Gemeinsam mit der VolkswagenStiftung präsentiert SILBERSALZ eine Unterhausdebatte in Hannover

Do., 11th Juni 2026
Foto Unterhausdebatte, Franckesche Stiftungen © Martin Jehnichen
Foto Unterhausdebatte, Franckesche Stiftungen © Martin Jehnichen

Gemeinsam mit der VolkswagenStiftung präsentiert SILBERSALZ eine Unterhausdebatte in Hannover

Welche Rolle sollte Wissenschaft in gesellschaftlichen und politischen Debatten spielen?
Dieser Frage widmet sich am 24. Juni 2026 eine öffentliche Unterhausdebatte im Schloss Herrenhausen in Hannover, die SILBERSALZ gemeinsam mit der VolkswagenStiftung veranstaltet.

Unterhausdebatte:
Die Rolle der Wissenschaft in gesellschaftlichen Debatten

📅 24. Juni 2026 | 19:00–21:00 Uhr
📍 Schloss Herrenhausen, Hannover
Freier Eintritt

Ob Klimawandel, Pandemien oder Künstliche Intelligenz – wissenschaftliche Erkenntnisse prägen heute viele gesellschaftliche Diskussionen.
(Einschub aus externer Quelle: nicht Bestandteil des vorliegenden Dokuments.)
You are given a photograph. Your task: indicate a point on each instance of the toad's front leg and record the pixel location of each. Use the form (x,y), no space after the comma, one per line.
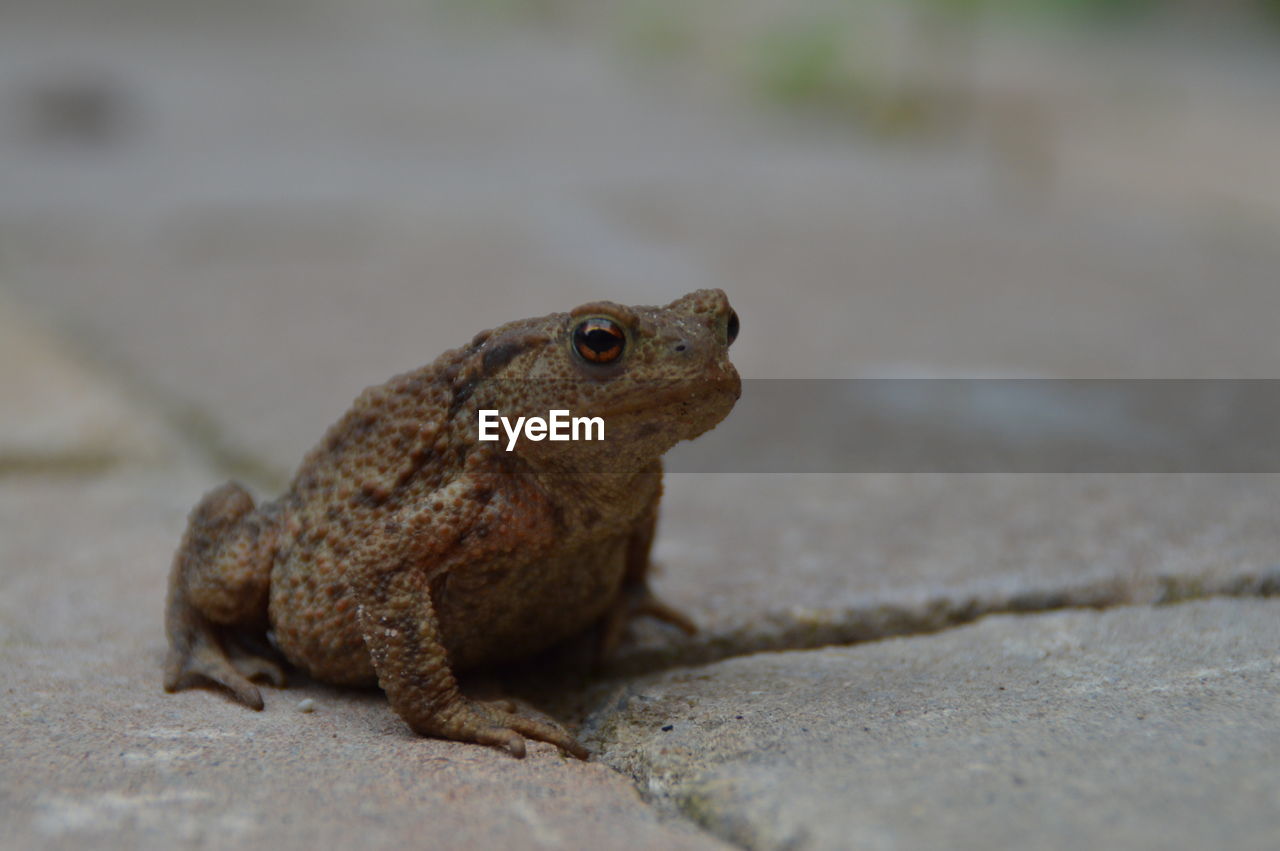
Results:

Forschende liefern wichtige Fakten, machen Herausforderungen sichtbar und tragen zur Entwicklung von Lösungen bei. Gleichzeitig wächst die Erwartung, dass Wissenschaft Orientierung bietet und sich stärker in öffentliche Debatten einbringt. Doch wie weit sollte dieses Engagement gehen?

Unter dem Titel „Die Rolle der Wissenschaft in gesellschaftlichen Debatten“ diskutieren Expert*innen aus Wissenschaft und Forschung darüber, wie sich wissenschaftliche Expertise in öffentliche und politische Entscheidungsprozesse einbringen sollte. Wie politisch darf Wissenschaft sein? Welche Verantwortung tragen Forschende im gesellschaftlichen Diskurs? Und wo verlaufen die Grenzen zwischen Wissenschaft und Politik?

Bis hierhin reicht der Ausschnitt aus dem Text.